Öfkeli Tugay’ın bombalama eylemlerinde hiçbir can kaybı veya ağır yaralanma yaşanmamakla birlikte, şiddete başvurmaları onları Kızıl Ordu Fraksiyonu (RAF) ya da Weathermen gibi dönemin daha iyi bilinen diğer devrimci militan örgütleriyle aynı konuma getiriyordu. Buna rağmen Öfkeli Tugay, RAF veya Weathermen’le kıyaslandığında şaşılacak kadar az incelemeye konu olmuştur. Belki de bunun sebeplerinden biri, Öfkeli Tugay’ın, diğerlerinden farklı olarak ‘terörist grup’ kategorisine kolay kolay sokulamamasıydı.
Fakat Öfkeli Tugay’a dair bir inceleme, 1960’larla 1970’lerin başındaki protesto kültürüne ilişkin en tartışmalı meselelerden birine ışık tutmaktadır: şiddet kullanımı, daha özgül olarak da, şiddetin toplumsal hareketin geneliyle olan ilişkisi. Şiddet, Britanya’da toplumsal mücadele alanının neredeyse tamamı tarafından, 1960’ların hareket kültürüne ait genel şiddetsizlik normlarından bir sapma olarak değerlendirilmiştir. Bu değerlendirme, şiddeti bütün siyasi imkânlar tükendiğinde başvurulacak son çare olarak gören geleneksel şiddet ve toplumsal hareketler analizleriyle de tutarlıdır. Son yıllarda, devrimci şiddetin ortaya çıkışını daha geniş hareketin parçası olarak ele almaya çalışan bazı araştırmalar yapılmakla birlikte, bunlar da sonuçta şiddete başvuran grupların kitle hareketinden tecrit olduğu görüşünü kabullenmişlerdir. Oysa Öfkeli Tugay olgusu, 1960-70’lerin kültürel hareketleri ile şiddet kullanımı arasına net bir ayrım koymanın doğru olmadığını gösteriyor. Gruba dair kültürel bir analiz, Tugay’ın Britanya karşı-kültürüyle arasında açık, hatta kopmaz bir bağ olduğunu gözler önüne sermekle kalmıyor; Öfkeli Tugay’ın, dil düzeyindeki şiddetten doğrudan tahribata kadar şiddetin değişik biçimleriyle haşır neşir olan karşı-kültürün bir uzantısı olduğunu da ortaya koyuyor. Bu açıdan bakıldığında, şiddet, gözü dönmüş bir avuç radikalin eylemleri olarak değil, o kültürün bir parçası olarak kendini gösteriyor.

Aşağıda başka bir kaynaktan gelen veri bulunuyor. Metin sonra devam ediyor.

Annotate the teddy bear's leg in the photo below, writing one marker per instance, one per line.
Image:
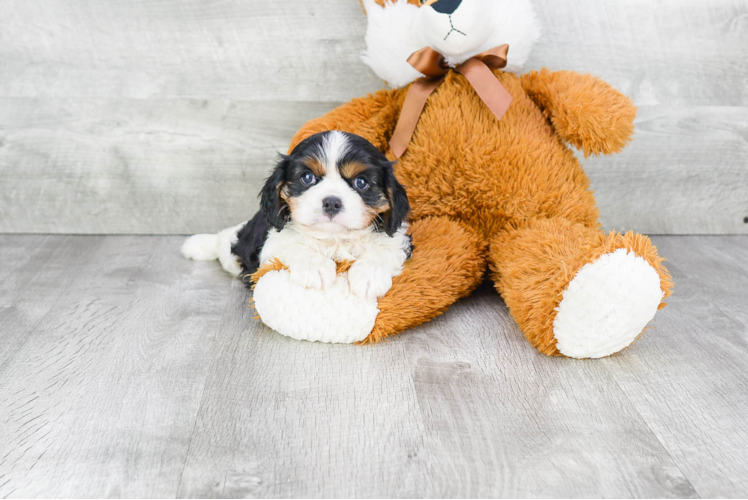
(448, 262)
(576, 291)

Şiddet ve Britanya Karşı-Kültürü
Öfkeli Tugay, bombalama eylemlerinin atfedildiği sekiz üyesinin yargılanması sırasında dönen tartışmalarda şiddet meselesinin başat temsilcisi haline geldiyse de, bu mesele Britanya karşı-kültürünün oluşumu ve tesisi süresince hep tartışılmıştı. Britanya’da karşı-kültür büyük ölçüde Yeni Sol’un kalıplaşmış politik altyapısına ve kurumsal kısıtlamalarına tepki olarak ortaya çıktı. 1968 yılı, ülkedeki (ve dünyadaki) sol hareketler açısından dönüm noktasıydı; Britanya Yeni Sol’una hâkim olan Leninist ve Troçkist grupların “politika”sına mesafe alma, karşı-kültürün temel özelliği olacaktı. Mart 1968’de Grosnevor Meydanı’nda savaş karşıtı gösteri olarak başlayıp isyana dönüşen eylem [Grosnevor Savaşı], birçokları için, şiddet içermeyen politik stratejilerin sonuna işaret ediyordu. Britanya solu, isyanı bir felaket ve bir dönüm noktası olarak değerlendirmişti.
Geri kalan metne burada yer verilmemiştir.